Miranda methods and Methods added by Code Generators

Andrew Dinn adinn at redhat.com
Mon Aug 9 06:01:59 PDT 2010

On 08/09/2010 12:59 PM, Maurizio Cimadamore wrote:
> Javac complains about Child not having an 'explicit' override of
> getAdvisor(), where by 'explicit' I mean a user-defined one (not
> SYNTHETIC). As I said, bridge methods are an important case of synthetic
> methods that should *not* be taken into account when determining as to
> whether a subclass implements all superclass/superinterfaces abstract
> methods.

Yes, I understand that javac needs to be able to discount the SYNTHETIC 
methods it adds to classes. In fact, my motivation for posting on this 
issue is to try to pin down the semantics of the SYNTHETIC attribute. 
AOP adds it to generated methods for good reasons (JBoss Application 
Server needs to discount these methods when it applies runtime container 
transformations to the code).
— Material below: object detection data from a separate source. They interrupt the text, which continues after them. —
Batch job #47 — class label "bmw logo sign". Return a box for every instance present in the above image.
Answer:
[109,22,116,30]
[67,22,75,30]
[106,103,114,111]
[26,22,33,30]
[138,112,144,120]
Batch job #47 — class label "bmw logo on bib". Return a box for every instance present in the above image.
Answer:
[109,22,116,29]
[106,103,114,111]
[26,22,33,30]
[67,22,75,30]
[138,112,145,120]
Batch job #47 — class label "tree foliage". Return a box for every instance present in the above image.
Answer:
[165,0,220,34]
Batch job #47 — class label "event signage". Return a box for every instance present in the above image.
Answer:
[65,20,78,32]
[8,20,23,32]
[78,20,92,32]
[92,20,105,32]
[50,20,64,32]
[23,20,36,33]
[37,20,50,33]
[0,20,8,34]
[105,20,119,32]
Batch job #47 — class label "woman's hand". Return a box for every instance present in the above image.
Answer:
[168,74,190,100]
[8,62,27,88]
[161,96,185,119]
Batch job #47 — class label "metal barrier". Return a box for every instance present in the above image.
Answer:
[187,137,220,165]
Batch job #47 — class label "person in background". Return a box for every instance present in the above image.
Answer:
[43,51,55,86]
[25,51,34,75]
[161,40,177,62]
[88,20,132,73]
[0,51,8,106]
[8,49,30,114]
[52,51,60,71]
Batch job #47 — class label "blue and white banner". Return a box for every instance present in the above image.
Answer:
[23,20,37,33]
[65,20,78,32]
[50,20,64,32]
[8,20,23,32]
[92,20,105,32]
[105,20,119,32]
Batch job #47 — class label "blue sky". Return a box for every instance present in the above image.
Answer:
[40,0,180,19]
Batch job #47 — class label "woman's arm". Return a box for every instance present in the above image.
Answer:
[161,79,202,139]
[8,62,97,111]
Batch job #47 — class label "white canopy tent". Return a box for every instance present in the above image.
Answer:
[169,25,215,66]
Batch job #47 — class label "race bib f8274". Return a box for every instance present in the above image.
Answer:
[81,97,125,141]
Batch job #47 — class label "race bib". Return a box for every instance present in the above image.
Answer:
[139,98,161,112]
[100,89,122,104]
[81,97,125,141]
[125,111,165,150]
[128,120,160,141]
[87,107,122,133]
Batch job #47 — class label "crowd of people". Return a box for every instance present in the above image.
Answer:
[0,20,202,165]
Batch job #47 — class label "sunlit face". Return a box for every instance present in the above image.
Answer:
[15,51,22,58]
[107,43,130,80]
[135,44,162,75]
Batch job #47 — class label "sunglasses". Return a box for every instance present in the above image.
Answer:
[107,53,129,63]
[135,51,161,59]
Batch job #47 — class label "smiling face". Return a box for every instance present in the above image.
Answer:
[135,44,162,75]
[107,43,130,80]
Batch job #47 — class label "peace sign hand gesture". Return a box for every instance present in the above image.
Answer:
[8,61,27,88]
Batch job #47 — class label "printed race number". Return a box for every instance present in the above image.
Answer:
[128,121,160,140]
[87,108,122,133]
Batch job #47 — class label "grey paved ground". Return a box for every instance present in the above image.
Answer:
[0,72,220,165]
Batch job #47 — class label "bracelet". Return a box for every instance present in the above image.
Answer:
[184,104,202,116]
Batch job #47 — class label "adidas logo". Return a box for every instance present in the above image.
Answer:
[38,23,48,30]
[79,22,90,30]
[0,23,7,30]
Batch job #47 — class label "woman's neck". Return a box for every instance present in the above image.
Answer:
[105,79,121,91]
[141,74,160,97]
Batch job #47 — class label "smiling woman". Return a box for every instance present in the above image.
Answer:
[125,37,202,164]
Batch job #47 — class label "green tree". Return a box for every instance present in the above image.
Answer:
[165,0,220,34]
If the assumption that it can use this 
attribute to identify AOP generated code is invalid I would like to know 
exactly why.

> Now, I admit that the currently implemented check is probably too strict
> for you, but please, keep in mind that the scenario you are describing
> (class with just a synthetic implementation of a superinterface method)
> is something that simply cannot happen when compiling Java sources -
> that's why javac is not prepared to handle this case [in the case of
> bridge methods, there's always at least one user-defined implementation
> in addition to compiler-generated ones, so the check in question is
> never problematic].

Your description of the current situation is not quite accurate. When 
javac compiles the source of Child it is not at that time compiling the 
source of Parent. It only has the bytecode of Parent available (the 
generated SYNTHETIC method _only occurs_ in the bytecode). So, it is 
possible for javac to end up finding SYNTHETIC methods in its method 
tables which it has not itself introduced directly through analysis of 
source code.

What I don't understand is why you have to rely on just the SYNTHETIC 
attribute to identify the cases which javac should discount. Looking at 
ClassWriter.java it appears that bridge methods are written to the 
classfile with the BRIDGE attribute. Similarly, Miranda methods are 
written with the SYNTHETIC and ABSTRACT attribute. So, why automatically 
discount SYNTHETIC methods? Could you not instead discount 

Are you saying that you cannot rely on the BRIDGE attribute to identify 
bridge methods? (I am assuming that the generated ones have 
SYNTHETIC|BRIDGE in their flags list while the user-defined ones merely 
have BRIDGE --  is that not the case?).